Tacrolimus Variability and Clinical Outcomes in the Early Post-lung Transplantation Period: Oral Versus Continuous Intravenous Administration

Administering IR tacrolimus orally directly after LuTx leads to a higher variability in tacrolimus concentrations in comparison to continuous intravenous administration. The oral group had a significantly higher IPV% and lower TTR% than the intravenous group in the first 14 days after LuTx. In general, the occurrence of AKI did not differ between oral and intravenous administration. The occurrence of AKI stage 1 was significantly higher after oral administration of tacrolimus. Keeping the total number of clinically diagnosed cases of acute rejection in mind, the frequency of clinically diagnosed acute rejection in the oral compared to the intravenous group appeared to be 28% higher, without statistical significance. ICU and hospital mortality rate and ICU length of stay were similar for both groups.
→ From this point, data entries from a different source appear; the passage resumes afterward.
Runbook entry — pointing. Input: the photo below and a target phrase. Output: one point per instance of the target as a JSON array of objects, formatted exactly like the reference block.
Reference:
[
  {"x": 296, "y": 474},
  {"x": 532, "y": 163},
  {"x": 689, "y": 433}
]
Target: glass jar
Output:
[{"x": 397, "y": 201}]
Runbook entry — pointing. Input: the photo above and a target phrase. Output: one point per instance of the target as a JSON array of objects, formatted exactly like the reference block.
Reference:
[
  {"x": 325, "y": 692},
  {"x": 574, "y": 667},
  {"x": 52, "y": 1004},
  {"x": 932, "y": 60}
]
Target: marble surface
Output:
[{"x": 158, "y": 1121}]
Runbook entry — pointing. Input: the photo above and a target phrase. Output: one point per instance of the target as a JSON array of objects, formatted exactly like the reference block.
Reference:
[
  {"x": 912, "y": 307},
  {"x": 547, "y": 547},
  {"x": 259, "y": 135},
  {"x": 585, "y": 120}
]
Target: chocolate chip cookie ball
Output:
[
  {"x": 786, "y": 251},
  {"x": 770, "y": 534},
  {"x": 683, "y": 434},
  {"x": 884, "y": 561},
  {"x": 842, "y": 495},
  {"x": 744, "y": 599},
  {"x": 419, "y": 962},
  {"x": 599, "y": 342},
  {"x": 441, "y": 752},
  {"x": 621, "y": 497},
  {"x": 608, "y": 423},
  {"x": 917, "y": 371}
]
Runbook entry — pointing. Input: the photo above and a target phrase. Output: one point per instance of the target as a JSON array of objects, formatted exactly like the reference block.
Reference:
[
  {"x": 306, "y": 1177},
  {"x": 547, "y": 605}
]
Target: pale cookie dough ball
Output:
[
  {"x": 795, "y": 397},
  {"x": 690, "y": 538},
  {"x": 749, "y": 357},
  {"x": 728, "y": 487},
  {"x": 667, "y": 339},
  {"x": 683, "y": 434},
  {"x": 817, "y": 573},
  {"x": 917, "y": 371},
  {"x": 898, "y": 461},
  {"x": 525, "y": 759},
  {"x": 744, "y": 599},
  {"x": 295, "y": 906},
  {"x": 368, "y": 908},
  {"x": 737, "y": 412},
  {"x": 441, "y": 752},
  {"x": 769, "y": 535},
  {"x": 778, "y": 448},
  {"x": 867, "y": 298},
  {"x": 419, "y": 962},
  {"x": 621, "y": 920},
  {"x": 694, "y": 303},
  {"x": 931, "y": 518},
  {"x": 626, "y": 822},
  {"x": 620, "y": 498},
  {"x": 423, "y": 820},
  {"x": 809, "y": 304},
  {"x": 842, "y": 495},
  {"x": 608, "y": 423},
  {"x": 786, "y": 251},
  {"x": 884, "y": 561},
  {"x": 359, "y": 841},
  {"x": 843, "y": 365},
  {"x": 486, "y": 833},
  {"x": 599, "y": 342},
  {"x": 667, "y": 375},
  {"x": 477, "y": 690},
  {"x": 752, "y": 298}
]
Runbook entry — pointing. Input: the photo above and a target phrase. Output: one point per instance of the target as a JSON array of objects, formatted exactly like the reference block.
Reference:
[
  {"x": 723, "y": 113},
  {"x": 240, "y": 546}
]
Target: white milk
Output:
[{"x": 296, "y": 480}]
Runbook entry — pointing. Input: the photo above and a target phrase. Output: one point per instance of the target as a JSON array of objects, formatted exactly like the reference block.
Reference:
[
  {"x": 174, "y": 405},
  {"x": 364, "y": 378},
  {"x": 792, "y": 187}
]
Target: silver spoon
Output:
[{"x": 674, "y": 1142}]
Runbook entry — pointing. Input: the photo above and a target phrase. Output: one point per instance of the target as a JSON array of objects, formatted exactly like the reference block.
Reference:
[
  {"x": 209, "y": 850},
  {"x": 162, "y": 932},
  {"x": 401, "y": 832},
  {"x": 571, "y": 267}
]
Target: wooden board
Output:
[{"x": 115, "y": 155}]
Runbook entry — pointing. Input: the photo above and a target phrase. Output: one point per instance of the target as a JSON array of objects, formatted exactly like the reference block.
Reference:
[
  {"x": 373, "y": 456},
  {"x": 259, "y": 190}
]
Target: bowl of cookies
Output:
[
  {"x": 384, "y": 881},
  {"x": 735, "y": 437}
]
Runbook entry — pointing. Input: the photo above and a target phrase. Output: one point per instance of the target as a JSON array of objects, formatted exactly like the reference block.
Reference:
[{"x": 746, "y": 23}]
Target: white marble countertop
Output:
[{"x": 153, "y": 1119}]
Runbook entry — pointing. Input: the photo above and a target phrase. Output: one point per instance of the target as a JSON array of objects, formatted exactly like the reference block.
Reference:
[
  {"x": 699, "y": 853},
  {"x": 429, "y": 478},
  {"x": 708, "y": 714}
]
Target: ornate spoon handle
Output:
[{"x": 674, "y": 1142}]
To our knowledge, this is the largest study in LuTx providing insightful information on the relationship between the administration route of tacrolimus in the early post-LuTx period and the variability in whole blood tacrolimus concentrations. The higher variability in the oral group may be primarily caused by highly variable bioavailability, which is mainly bypassed by the intravenous administration route. It has been shown that the bioavailability of tacrolimus is the most important factor for fluctuations in whole blood concentrations in orally treated patients and bioavailability may even vary up to 55% shortly after LuTx [11].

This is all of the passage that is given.